“DRIVE ME HOME” DI SIMONE CATANIA

Un casertano e un romano: fino a qualche mese fa non si conoscevano, ma non sono poche le cose che hanno in comune. Marco D’Amore e Vinicio Marchioni sono due attori di talento e di consolidata esperienza. Condividono la formazione teatrale e l’abituale frequentazione del cinema, oltre all’affermazione presso il pubblico delle serie tv ad opera dello stesso regista, Stefano Sollima, che ha “lanciato” il primo con Romanzo Criminale (2008-2010) e il secondo con Gomorra (2014- in corso). Oggi si trovano a Torino per presentare l’opera prima di un giovane regista, Simone Catania, produttore di documentari che ha impegnato i due attori in un road movie che attraversa l’Italia e l’Europa.

Tino (D’Amore) e Antonio (Marchioni) sono cresciuti insieme in un paesino siciliano, sognando di vivere altrove i loro anni migliori. Oggi uno vive e lavora in un enorme camion che guida attraverso l’intero continente, l’altro ha trascorso alcuni anni a Londra, la mecca dei disoccupati, e, solo al mondo, come una pietra rotolante vaga senza meta. Un giorno s’incontrano per caso, e in poco tempo raggiungono quella profondità di rapporto che sembrava per loro sparita.

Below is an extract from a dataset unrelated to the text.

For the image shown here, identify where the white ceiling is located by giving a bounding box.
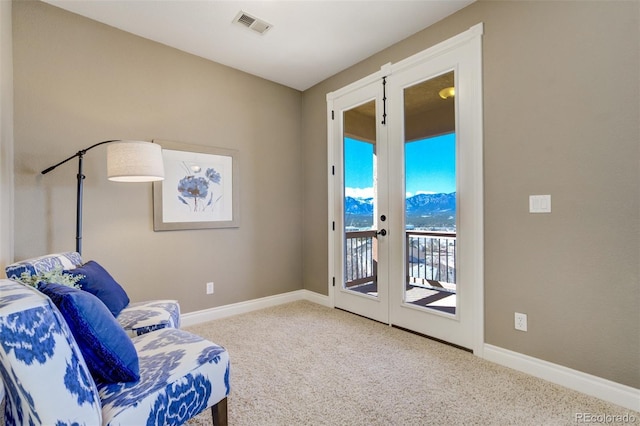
[42,0,474,91]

“Una storia d’amore a tutti gli effetti, un amore platonico, che non si consuma, ma pur sempre un amore”. Questa la lettura che Marchioni condivide con il suo “scintillante” regista, il cui metodo di lavoro ha incontrato il forte apprezzamento anche di D’Amore: “Ho trovato il copione estremamente profondo; costruendo il personaggio basandomi sulla solitudine, sono stato aiutato dall’ossessività di Simone, vero driver del film, a stravolgere l’immagine che da anni mi connota”. L’attore campano formatosi con  Toni Servillo dà prova di notevole versatilità e conferma il proprio talento nell’immedesimazione: abbandona il dialetto napoletano a favore della cadenza siciliana, parla inglese e fiammingo, il look lo rende quasi irriconoscibile. Marchioni si destreggia più che credibilmente tra inglese e tedesco, e presenta il suo Antonio attraverso una variazione sullo stereotipo dell’italiano in gita. Continuano a sognare, i due ragazzini diventati uomini; sognano l’indipendenza, la pace con se stessi e con il mondo. Tra esperienze psichedeliche, episodi bucolici e irresistibili goliardate, la loro traversata è la lunga ricerca di un’identità che sfugge e si fa inseguire.

“Vaffanculo! Vaffanculo! Vaffanculo!” è il grido di battaglia della scena iniziale, rivolto dai due ragazzini alla terra da cui si sentono soffocati; lo stesso grido che riecheggia in chiusura, vent’anni dopo, nello stesso luogo. Spiega Catania: “Sono due vaffanculo diversi, quasi opposti, che aprono e chiudono un cerchio ideale; il primo è un urlo rabbioso e sofferto di chi scappa da casa, il secondo è la liberazione di chi a casa è tornato”.